TERRE HAUTE — Nancy Grace is small in stature, but huge in her role as victim’s advocate on national television.
The 5-foot-1-inch host of her own CNN show put many people behind bars forever while she served on the prosecutorial side of the U.S. justice system.
“Nancy Grace,” airs at 8 p.m. on CNN Headline Prime. Grace also hosts a live daily trial coverage program on CourtTV from 3 to 5 p.m. weekdays.
With passion and through tears, Grace spoke to a packed house Tuesday night at Indiana State University’s Tilson Auditorium. Nearly 1,000 people attended the event.
Grace talked about people’s responsibility to answer to a call of duty — to do the right thing when faced with a decision.
“Will the call come to you to do something extraordinary? Will you hear that call? Will you answer it? That call will come to you,” Grace said, “like it or not.”
Grace’s call came to her after the murder of her fiancé, Keith, she said. He was shot five times in the face, neck and back. Grace testified at his killer’s trial. Afterward, she remembered seeing Keith’s bloody clothes on the defense table.
She paused, she said, and looked into the eyes of the defendant and the defense attorney. Both, she said, dropped their heads after receiving her gaze.
She walked out of the courthouse and remembered hearing the sound of her cowboy boots hitting the floor as her life seemingly stopped.
“The world did keep going. The world did keep coming,” Grace said, as tears glistened and fell on her cheeks. “The only thing it changed — was me.”

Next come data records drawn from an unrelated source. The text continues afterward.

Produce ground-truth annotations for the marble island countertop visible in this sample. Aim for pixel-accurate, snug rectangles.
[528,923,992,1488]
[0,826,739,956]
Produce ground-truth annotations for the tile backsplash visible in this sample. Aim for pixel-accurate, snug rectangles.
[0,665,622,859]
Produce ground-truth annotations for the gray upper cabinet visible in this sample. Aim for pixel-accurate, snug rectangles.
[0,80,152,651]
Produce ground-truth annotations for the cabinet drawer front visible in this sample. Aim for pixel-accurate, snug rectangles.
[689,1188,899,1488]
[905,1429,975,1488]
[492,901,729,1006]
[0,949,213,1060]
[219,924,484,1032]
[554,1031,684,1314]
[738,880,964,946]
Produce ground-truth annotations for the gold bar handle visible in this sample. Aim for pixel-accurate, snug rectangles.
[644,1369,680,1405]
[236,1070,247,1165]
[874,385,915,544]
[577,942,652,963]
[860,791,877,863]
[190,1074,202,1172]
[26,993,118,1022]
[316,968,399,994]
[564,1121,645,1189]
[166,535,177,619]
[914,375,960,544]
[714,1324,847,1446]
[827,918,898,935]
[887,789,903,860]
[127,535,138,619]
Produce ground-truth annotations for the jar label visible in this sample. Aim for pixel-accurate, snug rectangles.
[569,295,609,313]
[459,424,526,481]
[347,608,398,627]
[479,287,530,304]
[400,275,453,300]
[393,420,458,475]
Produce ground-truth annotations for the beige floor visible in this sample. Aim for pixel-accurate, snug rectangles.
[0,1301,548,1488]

It took Grace days before she could even drink a sip of water, she said to a silent, still audience.
She went on to earn her law degree at New York University and worked her way into a courtroom.
Once there, she remembering thinking, “This is not what I signed up for. Why am I here?”

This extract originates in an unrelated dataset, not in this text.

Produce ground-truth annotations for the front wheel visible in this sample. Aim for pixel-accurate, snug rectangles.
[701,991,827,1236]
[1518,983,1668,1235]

Grace discovered that she wanted to be the voice for victims of crime, because they had no voice in that status.
“The justice system,” Grace said during an interview with a news reporter, “is a test of truth born out of controversy and determined by one’s perception.”
The biggest problem [with the system], she said, “is its biggest asset — the people.”
She attributed this fault to prosecutors who don’t care and “sleazy” attorneys.
“It’s a creation of human foils,” she added.
Speaking to the audience, Grace said heroes are born when people put themselves before others, such as her mother did.
When she was a young girl, Grace was sitting by a tree in the red Georgia dirt, clueless about the rattlesnake that had coiled up behind her.
Grace’s mother hurriedly walked toward her. With a gardening hoe in hand, she pulled back and struck the snake just below its head. This made her mother a hero, Grace said.
Years later, her mother was elated when Grace announced she was quitting the practice of law. She bought Nancy a ring with three rows of diamonds.
The stones represented three murder victims who were ultimately the reason she quit — to devote her time to advocate for victims.
Spectator Kathleen Padget of Terre Haute came to listen Grace’s speech and bought her latest book, “Objection!” for Grace to autograph.
“She’s very outspoken,” Padget said. “She says it how it is and her life is interesting.”
Ginny Black traveled from Danville, Ill., to hear what Grace had to say.
“It’s her personality I admire,” Black said. “It’s her vibrancy. She tells it like it is, and I just love that. I love her joy of life.”